Ils dénoncent la surconsommation à laquelle elles nous poussent, prônent le respect de la nature, qui arrive en tête des valeurs, juste devant la solidarité et l’égalité. La liberté, la foi dans le progrès ou la réussite sont très loin derrière. Cette enquête (menée auprès de 2000 Français) permet de dessiner trois modèles utopiques qui peuvent rendre l’avenir plus désirable à leurs yeux.  

Les trois modèles utopiques

Le premier, c’est l’utopie écologique, qui attirerait 55% des personnes interrogées.
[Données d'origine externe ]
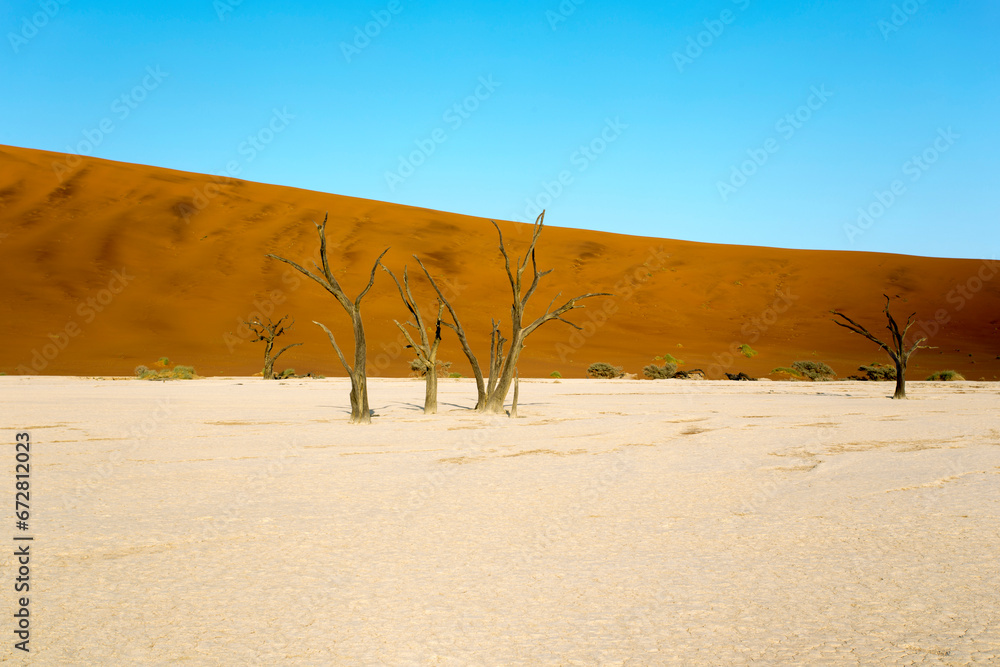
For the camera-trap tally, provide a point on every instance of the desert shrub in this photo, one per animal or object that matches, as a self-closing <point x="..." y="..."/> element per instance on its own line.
<point x="946" y="376"/>
<point x="603" y="370"/>
<point x="814" y="370"/>
<point x="879" y="372"/>
<point x="664" y="372"/>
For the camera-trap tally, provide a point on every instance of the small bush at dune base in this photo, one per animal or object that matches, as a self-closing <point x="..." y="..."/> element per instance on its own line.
<point x="814" y="370"/>
<point x="946" y="376"/>
<point x="603" y="370"/>
<point x="877" y="372"/>
<point x="664" y="372"/>
<point x="176" y="373"/>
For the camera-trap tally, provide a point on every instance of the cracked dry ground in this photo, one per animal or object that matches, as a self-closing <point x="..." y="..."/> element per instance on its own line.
<point x="233" y="521"/>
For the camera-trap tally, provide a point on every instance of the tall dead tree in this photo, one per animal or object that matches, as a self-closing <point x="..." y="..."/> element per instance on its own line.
<point x="456" y="326"/>
<point x="360" y="413"/>
<point x="897" y="350"/>
<point x="504" y="365"/>
<point x="426" y="350"/>
<point x="267" y="333"/>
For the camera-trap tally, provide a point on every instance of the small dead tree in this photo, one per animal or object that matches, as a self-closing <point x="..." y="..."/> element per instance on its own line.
<point x="504" y="365"/>
<point x="897" y="351"/>
<point x="426" y="350"/>
<point x="267" y="333"/>
<point x="360" y="413"/>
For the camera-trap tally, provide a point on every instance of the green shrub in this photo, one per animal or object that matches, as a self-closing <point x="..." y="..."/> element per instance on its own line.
<point x="879" y="372"/>
<point x="946" y="376"/>
<point x="814" y="370"/>
<point x="664" y="372"/>
<point x="183" y="372"/>
<point x="603" y="370"/>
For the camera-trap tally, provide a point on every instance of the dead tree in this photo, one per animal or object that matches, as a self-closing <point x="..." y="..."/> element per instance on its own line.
<point x="456" y="326"/>
<point x="503" y="365"/>
<point x="360" y="413"/>
<point x="426" y="350"/>
<point x="267" y="333"/>
<point x="897" y="351"/>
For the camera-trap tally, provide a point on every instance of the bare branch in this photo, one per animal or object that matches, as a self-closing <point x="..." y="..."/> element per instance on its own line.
<point x="333" y="342"/>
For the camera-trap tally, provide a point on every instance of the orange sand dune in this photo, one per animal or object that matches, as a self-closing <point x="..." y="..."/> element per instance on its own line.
<point x="118" y="264"/>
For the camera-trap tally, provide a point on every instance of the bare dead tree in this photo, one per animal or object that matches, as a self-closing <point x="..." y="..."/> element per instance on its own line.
<point x="360" y="413"/>
<point x="456" y="326"/>
<point x="897" y="351"/>
<point x="521" y="296"/>
<point x="267" y="333"/>
<point x="426" y="350"/>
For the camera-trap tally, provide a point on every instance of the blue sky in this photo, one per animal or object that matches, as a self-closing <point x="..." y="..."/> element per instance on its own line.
<point x="837" y="125"/>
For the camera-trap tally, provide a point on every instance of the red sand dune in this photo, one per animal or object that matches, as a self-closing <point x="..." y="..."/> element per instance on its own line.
<point x="119" y="264"/>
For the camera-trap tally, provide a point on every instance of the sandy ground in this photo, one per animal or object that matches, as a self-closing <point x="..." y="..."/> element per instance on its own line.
<point x="233" y="521"/>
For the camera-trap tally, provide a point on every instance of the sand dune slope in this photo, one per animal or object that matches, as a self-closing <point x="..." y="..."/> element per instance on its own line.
<point x="116" y="264"/>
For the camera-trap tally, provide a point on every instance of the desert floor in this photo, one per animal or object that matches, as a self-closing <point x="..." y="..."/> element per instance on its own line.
<point x="237" y="521"/>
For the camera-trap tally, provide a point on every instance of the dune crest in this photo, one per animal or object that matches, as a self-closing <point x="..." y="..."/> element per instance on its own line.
<point x="106" y="265"/>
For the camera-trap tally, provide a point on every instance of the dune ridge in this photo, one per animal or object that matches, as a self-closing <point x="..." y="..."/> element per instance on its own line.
<point x="109" y="265"/>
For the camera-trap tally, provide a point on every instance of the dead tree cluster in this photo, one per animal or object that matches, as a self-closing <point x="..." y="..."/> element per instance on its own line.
<point x="501" y="372"/>
<point x="259" y="331"/>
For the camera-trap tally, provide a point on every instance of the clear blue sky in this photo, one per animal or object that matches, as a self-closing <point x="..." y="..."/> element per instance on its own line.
<point x="672" y="100"/>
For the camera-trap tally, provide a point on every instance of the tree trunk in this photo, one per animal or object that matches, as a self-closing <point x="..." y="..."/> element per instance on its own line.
<point x="900" y="379"/>
<point x="360" y="414"/>
<point x="513" y="403"/>
<point x="268" y="372"/>
<point x="430" y="393"/>
<point x="494" y="402"/>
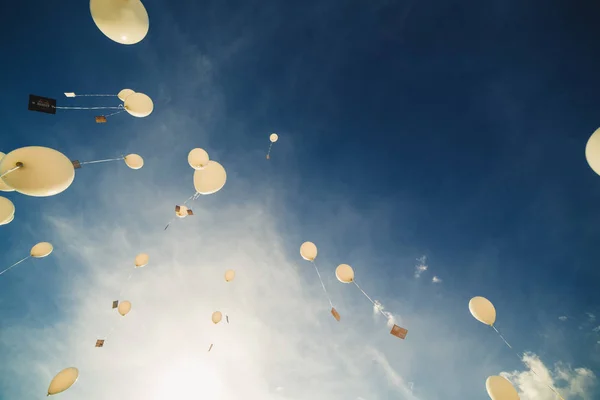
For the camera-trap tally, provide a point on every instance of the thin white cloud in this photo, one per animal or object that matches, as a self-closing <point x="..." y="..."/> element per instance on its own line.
<point x="570" y="383"/>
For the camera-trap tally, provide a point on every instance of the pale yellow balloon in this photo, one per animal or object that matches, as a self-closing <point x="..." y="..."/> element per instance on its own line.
<point x="482" y="310"/>
<point x="308" y="251"/>
<point x="45" y="171"/>
<point x="216" y="317"/>
<point x="124" y="21"/>
<point x="344" y="273"/>
<point x="134" y="161"/>
<point x="3" y="186"/>
<point x="592" y="151"/>
<point x="124" y="94"/>
<point x="139" y="104"/>
<point x="41" y="250"/>
<point x="7" y="210"/>
<point x="124" y="307"/>
<point x="63" y="380"/>
<point x="210" y="179"/>
<point x="500" y="388"/>
<point x="141" y="260"/>
<point x="182" y="213"/>
<point x="198" y="158"/>
<point x="229" y="275"/>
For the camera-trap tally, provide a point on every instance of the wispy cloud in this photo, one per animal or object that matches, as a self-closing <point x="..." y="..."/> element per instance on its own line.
<point x="571" y="383"/>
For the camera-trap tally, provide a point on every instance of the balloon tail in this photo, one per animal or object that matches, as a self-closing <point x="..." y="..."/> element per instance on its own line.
<point x="528" y="366"/>
<point x="16" y="167"/>
<point x="14" y="265"/>
<point x="377" y="306"/>
<point x="322" y="284"/>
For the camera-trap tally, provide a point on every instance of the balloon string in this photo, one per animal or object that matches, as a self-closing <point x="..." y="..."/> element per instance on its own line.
<point x="88" y="108"/>
<point x="19" y="165"/>
<point x="99" y="161"/>
<point x="322" y="284"/>
<point x="15" y="264"/>
<point x="367" y="296"/>
<point x="528" y="366"/>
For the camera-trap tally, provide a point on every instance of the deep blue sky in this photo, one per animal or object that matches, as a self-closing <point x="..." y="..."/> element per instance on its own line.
<point x="459" y="126"/>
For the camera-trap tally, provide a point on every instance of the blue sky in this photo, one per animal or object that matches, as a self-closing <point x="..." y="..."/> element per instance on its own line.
<point x="452" y="130"/>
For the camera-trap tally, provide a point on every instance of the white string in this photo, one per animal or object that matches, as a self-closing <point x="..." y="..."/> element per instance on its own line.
<point x="15" y="264"/>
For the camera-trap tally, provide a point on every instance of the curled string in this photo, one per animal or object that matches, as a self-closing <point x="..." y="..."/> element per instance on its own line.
<point x="99" y="161"/>
<point x="374" y="304"/>
<point x="528" y="366"/>
<point x="322" y="284"/>
<point x="15" y="264"/>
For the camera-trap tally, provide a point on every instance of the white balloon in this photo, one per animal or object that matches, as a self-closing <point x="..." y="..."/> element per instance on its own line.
<point x="139" y="104"/>
<point x="41" y="250"/>
<point x="198" y="158"/>
<point x="134" y="161"/>
<point x="592" y="151"/>
<point x="124" y="21"/>
<point x="45" y="171"/>
<point x="124" y="94"/>
<point x="7" y="210"/>
<point x="210" y="179"/>
<point x="308" y="251"/>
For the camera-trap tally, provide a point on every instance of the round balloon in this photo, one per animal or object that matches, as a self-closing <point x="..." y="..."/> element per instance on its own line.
<point x="308" y="251"/>
<point x="483" y="310"/>
<point x="182" y="213"/>
<point x="124" y="21"/>
<point x="45" y="171"/>
<point x="500" y="388"/>
<point x="198" y="158"/>
<point x="134" y="161"/>
<point x="124" y="307"/>
<point x="344" y="273"/>
<point x="229" y="275"/>
<point x="3" y="186"/>
<point x="41" y="250"/>
<point x="141" y="260"/>
<point x="592" y="151"/>
<point x="63" y="380"/>
<point x="138" y="104"/>
<point x="210" y="179"/>
<point x="124" y="94"/>
<point x="7" y="210"/>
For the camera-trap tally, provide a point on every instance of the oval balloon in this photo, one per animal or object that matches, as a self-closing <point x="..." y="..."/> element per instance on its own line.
<point x="141" y="260"/>
<point x="45" y="171"/>
<point x="229" y="275"/>
<point x="210" y="179"/>
<point x="124" y="21"/>
<point x="182" y="213"/>
<point x="216" y="317"/>
<point x="138" y="104"/>
<point x="500" y="388"/>
<point x="63" y="380"/>
<point x="198" y="158"/>
<point x="124" y="307"/>
<point x="124" y="94"/>
<point x="41" y="250"/>
<point x="7" y="210"/>
<point x="592" y="151"/>
<point x="344" y="273"/>
<point x="3" y="186"/>
<point x="482" y="310"/>
<point x="308" y="251"/>
<point x="134" y="161"/>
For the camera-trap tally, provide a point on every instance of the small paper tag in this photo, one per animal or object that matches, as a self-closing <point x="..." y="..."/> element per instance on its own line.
<point x="335" y="314"/>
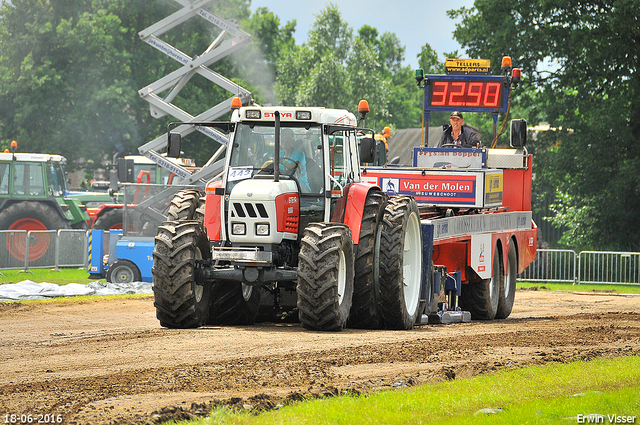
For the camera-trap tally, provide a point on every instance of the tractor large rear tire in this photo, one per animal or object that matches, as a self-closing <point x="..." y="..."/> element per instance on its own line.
<point x="30" y="215"/>
<point x="187" y="204"/>
<point x="481" y="298"/>
<point x="508" y="288"/>
<point x="364" y="309"/>
<point x="233" y="303"/>
<point x="400" y="263"/>
<point x="180" y="301"/>
<point x="325" y="276"/>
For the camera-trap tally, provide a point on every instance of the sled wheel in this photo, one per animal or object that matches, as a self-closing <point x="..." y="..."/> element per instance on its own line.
<point x="481" y="297"/>
<point x="508" y="288"/>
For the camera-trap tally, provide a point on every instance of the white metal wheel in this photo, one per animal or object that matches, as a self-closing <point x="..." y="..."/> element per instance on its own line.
<point x="412" y="264"/>
<point x="342" y="277"/>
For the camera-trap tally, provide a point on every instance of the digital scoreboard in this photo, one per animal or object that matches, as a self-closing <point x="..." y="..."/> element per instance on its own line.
<point x="470" y="93"/>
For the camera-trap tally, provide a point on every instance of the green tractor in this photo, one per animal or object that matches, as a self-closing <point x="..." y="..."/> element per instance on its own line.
<point x="34" y="196"/>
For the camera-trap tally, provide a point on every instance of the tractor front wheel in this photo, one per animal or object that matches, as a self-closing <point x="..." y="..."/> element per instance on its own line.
<point x="325" y="276"/>
<point x="180" y="301"/>
<point x="364" y="310"/>
<point x="400" y="254"/>
<point x="187" y="204"/>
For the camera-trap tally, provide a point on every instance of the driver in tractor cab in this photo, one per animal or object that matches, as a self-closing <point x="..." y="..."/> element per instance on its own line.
<point x="457" y="135"/>
<point x="294" y="158"/>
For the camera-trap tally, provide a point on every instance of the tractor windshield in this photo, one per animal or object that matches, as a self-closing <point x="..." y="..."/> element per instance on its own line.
<point x="300" y="154"/>
<point x="56" y="179"/>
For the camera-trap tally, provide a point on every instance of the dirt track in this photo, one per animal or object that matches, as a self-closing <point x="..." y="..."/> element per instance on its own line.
<point x="110" y="361"/>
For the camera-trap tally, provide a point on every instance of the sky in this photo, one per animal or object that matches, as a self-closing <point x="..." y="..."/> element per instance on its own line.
<point x="414" y="22"/>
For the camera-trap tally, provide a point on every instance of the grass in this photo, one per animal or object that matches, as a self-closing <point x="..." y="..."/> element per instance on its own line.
<point x="558" y="393"/>
<point x="60" y="277"/>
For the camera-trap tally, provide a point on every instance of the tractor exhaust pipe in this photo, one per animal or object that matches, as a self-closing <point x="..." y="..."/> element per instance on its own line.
<point x="276" y="156"/>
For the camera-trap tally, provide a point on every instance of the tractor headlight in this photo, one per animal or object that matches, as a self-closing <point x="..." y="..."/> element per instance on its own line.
<point x="239" y="229"/>
<point x="262" y="229"/>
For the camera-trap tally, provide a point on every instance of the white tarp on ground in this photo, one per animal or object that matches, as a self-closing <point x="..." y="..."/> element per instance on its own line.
<point x="29" y="290"/>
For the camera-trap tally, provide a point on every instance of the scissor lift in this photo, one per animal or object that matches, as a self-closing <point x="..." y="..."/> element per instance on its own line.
<point x="133" y="262"/>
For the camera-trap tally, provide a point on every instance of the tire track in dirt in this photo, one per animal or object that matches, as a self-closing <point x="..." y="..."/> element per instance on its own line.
<point x="110" y="362"/>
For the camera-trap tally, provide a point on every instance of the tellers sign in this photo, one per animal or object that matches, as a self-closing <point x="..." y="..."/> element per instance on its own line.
<point x="473" y="93"/>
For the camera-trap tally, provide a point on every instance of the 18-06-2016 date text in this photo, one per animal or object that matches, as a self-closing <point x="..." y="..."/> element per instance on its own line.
<point x="32" y="418"/>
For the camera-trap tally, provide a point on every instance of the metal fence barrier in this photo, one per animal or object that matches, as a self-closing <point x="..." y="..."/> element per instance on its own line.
<point x="601" y="267"/>
<point x="43" y="249"/>
<point x="609" y="267"/>
<point x="68" y="248"/>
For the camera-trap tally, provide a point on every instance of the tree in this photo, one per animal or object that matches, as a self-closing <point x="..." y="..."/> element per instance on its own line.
<point x="581" y="67"/>
<point x="336" y="69"/>
<point x="70" y="72"/>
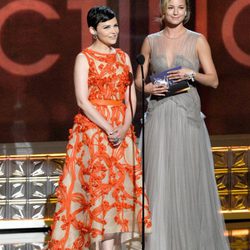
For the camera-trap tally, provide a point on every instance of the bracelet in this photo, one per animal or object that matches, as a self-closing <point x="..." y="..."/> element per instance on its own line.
<point x="191" y="76"/>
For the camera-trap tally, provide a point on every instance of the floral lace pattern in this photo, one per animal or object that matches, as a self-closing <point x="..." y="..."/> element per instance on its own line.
<point x="100" y="190"/>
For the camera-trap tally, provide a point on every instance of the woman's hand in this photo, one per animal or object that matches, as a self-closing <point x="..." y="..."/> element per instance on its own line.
<point x="117" y="135"/>
<point x="156" y="89"/>
<point x="181" y="74"/>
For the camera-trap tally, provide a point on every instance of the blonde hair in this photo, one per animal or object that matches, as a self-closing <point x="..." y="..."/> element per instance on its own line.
<point x="164" y="5"/>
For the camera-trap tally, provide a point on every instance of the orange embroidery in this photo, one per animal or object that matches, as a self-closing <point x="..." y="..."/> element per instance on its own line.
<point x="100" y="188"/>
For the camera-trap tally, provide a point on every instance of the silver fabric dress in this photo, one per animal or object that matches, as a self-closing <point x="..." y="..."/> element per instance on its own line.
<point x="179" y="174"/>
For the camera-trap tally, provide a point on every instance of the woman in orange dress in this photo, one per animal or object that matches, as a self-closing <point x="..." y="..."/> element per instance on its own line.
<point x="100" y="191"/>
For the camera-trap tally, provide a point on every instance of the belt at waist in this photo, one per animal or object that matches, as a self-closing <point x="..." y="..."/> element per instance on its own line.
<point x="107" y="102"/>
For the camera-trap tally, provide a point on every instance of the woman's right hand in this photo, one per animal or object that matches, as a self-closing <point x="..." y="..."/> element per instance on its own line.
<point x="156" y="89"/>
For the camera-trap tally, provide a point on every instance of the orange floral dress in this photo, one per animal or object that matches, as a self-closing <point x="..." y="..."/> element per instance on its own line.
<point x="100" y="190"/>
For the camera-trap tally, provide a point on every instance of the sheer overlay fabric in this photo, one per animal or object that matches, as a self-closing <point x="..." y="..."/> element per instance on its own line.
<point x="179" y="172"/>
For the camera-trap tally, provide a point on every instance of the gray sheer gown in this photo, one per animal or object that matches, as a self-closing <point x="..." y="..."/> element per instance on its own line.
<point x="179" y="173"/>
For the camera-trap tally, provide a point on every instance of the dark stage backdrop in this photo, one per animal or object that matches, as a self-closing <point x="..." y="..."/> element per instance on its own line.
<point x="40" y="39"/>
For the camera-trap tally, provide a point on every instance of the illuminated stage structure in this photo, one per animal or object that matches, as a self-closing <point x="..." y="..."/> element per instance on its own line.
<point x="38" y="45"/>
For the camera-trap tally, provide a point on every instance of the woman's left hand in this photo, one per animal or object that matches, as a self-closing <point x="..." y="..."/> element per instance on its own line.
<point x="117" y="135"/>
<point x="181" y="74"/>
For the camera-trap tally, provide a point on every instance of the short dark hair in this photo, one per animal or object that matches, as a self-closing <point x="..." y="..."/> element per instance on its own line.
<point x="99" y="14"/>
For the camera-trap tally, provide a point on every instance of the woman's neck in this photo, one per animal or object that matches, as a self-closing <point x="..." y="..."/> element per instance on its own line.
<point x="102" y="48"/>
<point x="174" y="32"/>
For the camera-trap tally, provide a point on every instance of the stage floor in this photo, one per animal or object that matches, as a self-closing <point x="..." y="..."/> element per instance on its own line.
<point x="238" y="231"/>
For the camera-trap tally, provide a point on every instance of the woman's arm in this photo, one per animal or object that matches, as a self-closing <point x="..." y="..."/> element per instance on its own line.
<point x="209" y="77"/>
<point x="149" y="88"/>
<point x="81" y="91"/>
<point x="130" y="102"/>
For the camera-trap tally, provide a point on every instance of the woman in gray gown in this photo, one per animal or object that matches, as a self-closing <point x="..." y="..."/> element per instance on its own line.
<point x="179" y="173"/>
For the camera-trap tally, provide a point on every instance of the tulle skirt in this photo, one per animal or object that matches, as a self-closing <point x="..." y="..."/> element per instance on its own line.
<point x="179" y="178"/>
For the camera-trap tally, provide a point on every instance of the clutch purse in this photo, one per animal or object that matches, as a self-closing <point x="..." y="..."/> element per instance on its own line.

Quelques mots la résument : équilibre, sobriété, proximité, faire soi-même, “moins mais mieux”…  

Le deuxième, c’est l’utopie sécuritaire, qui plaît à tous les nostalgiques, les adeptes du “c’était mieux avant”, ceux qui ont peur des influences étrangères. C’est 30% des sondés.   

Quant au troisième, l’utopie techno-libérale, c’est un monde où l’on croit au progrès technologique, à l’innovation, à l’initiative individuelle, à la concurrence pour résoudre les problèmes, et bien ce modèle ne tente que 15% des Français. J’ai bien dit 15%, donc une minorité de personnes.  

Vous l’aurez compris, des trois modèles, celui de l’utopie techno libérale est celui qui ressemble le plus au capitalisme libéral actuel et… au macronisme. Pour durer, le capitalisme comme le macronisme vont devoir se transformer. C’est un vrai défi. Cela a commencé, mais on n’a sans doute encore rien vu.